Während aus dem nächtlichen Dunkel die glühenden Augen einer Bestie leuchten, bittet eine Nymphe die Bewohner einer Wohnhausanlage in Philadelphia um Hilfe. M. Night Shyamalans „Lady in the Water“ ist ein weiterer ebenso verstörender wie großartiger Puzzlestein im Werk des Hollywood-Auteurs.
If the sprinklers go off by mistake, you should take notice.
It might mean something. And if you find the water
in your swimming pool is a little bit slimy – then
it definitely means something.
(M. Night Shymalan, Lady in the Water – A Bedtime Story)
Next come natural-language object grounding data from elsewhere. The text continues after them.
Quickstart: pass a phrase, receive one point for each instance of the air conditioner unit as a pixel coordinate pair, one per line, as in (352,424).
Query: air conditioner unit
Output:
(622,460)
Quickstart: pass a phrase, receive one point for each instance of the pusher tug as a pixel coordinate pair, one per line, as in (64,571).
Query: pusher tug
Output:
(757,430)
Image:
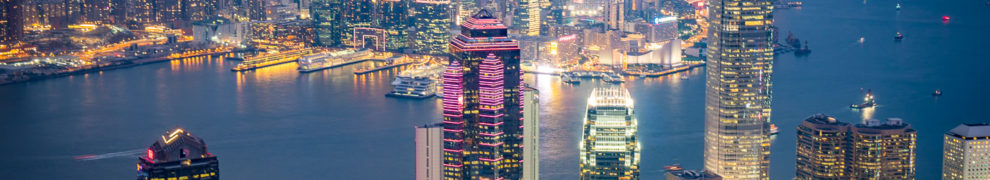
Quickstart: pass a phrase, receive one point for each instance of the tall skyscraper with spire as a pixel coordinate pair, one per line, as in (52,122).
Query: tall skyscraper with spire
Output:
(738,88)
(482,105)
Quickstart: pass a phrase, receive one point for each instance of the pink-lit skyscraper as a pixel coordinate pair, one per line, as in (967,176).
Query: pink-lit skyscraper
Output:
(482,103)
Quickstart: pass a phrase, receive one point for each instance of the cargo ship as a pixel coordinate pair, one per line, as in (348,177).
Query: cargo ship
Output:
(417,83)
(325,60)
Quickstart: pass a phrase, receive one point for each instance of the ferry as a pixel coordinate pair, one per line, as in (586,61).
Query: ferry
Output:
(613,78)
(417,83)
(868,101)
(324,60)
(568,79)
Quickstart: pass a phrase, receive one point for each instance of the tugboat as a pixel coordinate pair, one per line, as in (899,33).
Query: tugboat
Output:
(867,101)
(804,50)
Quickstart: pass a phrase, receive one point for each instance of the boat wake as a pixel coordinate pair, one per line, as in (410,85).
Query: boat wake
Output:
(129,153)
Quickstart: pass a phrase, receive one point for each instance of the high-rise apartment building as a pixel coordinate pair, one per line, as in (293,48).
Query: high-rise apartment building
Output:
(431,21)
(327,21)
(429,152)
(882,150)
(610,147)
(966,152)
(482,104)
(821,148)
(178,155)
(738,88)
(11,21)
(531,133)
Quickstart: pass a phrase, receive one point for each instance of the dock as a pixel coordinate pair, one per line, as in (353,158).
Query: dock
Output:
(664,72)
(266,60)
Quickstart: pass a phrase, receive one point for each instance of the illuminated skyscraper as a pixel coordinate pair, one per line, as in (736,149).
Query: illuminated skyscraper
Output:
(483,132)
(429,152)
(610,147)
(432,22)
(965,152)
(527,17)
(11,26)
(821,148)
(178,155)
(738,88)
(394,19)
(531,133)
(615,14)
(327,21)
(882,150)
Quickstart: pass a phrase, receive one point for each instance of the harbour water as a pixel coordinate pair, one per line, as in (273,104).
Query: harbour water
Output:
(275,123)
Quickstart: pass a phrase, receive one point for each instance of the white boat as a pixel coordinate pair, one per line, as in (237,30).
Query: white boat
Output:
(417,83)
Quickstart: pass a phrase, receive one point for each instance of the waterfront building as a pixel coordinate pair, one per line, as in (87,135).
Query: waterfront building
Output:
(327,21)
(676,172)
(431,21)
(610,147)
(281,33)
(531,133)
(965,152)
(738,90)
(821,148)
(11,26)
(429,152)
(394,20)
(882,150)
(482,101)
(527,17)
(178,155)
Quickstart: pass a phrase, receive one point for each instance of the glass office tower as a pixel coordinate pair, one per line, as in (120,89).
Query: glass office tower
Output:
(482,105)
(610,147)
(738,88)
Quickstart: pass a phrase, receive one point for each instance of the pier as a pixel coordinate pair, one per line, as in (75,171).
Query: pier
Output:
(266,60)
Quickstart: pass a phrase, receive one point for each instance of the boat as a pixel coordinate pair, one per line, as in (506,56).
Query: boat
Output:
(570,80)
(804,50)
(325,60)
(418,83)
(868,101)
(614,79)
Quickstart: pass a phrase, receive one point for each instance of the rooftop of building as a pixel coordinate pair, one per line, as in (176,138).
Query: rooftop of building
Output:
(614,96)
(971,130)
(177,145)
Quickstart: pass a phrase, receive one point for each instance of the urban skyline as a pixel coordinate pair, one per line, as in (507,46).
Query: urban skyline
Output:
(506,76)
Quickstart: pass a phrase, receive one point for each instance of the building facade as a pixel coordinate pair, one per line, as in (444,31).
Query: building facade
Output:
(738,88)
(965,152)
(610,147)
(882,150)
(676,172)
(822,145)
(431,21)
(531,133)
(178,155)
(429,152)
(482,109)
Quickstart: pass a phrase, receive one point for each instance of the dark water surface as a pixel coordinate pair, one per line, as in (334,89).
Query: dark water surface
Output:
(275,123)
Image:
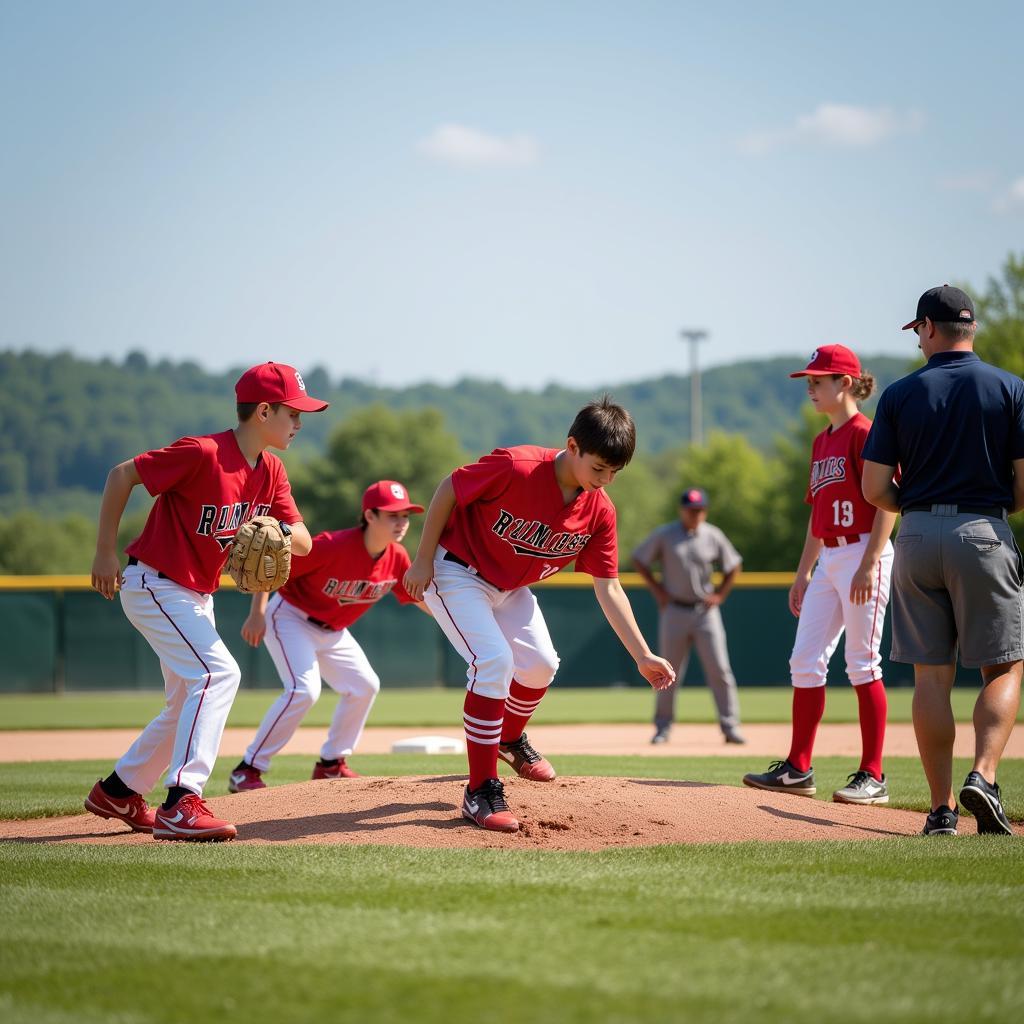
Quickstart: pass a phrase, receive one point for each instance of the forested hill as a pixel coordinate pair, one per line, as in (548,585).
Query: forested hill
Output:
(67,420)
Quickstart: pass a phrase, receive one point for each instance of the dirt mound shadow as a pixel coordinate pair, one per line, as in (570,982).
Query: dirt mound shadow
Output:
(566,814)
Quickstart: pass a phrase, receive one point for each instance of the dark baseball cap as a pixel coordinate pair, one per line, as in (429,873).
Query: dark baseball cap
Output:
(693,499)
(943,305)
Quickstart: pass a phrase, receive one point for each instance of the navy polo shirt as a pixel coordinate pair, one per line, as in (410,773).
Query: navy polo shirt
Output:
(953,427)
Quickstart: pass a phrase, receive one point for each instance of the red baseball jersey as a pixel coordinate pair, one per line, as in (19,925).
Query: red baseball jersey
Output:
(338,581)
(838,507)
(205,489)
(511,522)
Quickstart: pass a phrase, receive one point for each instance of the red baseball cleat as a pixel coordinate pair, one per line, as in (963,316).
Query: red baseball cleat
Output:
(190,819)
(133,811)
(339,770)
(525,761)
(246,777)
(486,808)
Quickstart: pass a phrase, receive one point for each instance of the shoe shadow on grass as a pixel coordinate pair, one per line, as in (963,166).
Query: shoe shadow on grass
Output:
(71,837)
(406,814)
(811,819)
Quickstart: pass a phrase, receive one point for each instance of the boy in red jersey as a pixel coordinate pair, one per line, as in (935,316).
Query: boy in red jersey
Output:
(848,591)
(344,576)
(493,528)
(205,488)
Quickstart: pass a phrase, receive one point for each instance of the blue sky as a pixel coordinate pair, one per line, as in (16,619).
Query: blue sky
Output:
(529,193)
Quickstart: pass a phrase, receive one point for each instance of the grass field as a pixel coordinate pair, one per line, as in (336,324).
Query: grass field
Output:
(443,707)
(893,930)
(907,930)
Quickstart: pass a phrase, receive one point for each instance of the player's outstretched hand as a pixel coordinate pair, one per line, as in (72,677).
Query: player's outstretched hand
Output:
(656,671)
(254,629)
(797,592)
(417,579)
(107,577)
(861,584)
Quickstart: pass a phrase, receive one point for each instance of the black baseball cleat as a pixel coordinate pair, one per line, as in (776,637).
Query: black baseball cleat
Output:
(485,807)
(983,801)
(782,777)
(941,821)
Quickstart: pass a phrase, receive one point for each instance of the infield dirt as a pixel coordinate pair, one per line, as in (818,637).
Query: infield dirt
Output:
(567,814)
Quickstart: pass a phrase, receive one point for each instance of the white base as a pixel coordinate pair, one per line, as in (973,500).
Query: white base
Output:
(429,744)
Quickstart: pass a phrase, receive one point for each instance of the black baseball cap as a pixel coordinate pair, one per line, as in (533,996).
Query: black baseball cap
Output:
(943,305)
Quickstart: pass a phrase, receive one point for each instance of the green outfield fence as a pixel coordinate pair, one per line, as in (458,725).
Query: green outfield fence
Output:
(59,636)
Im Werk von M. Night Shyamalan hat alles eine Bedeutung. Ob sich das Wasser im Swimmingpool beinahe unmerklich zu kräuseln beginnt, der Wind über unendlich scheinende Kornfelder streicht oder die Einwohner eines kleinen Dorfes bestimmte Farben verbieten – hier ist nichts dem Zufall überlassen, jedes Zittern eines Blattes im Wald zwingende Notwendigkeit. Doch nie ist die Bedeutung auf den ersten Blick ersichtlich, stets muss sie von den Menschen erfahren und vor allem mit eigenen Augen gesehen werden.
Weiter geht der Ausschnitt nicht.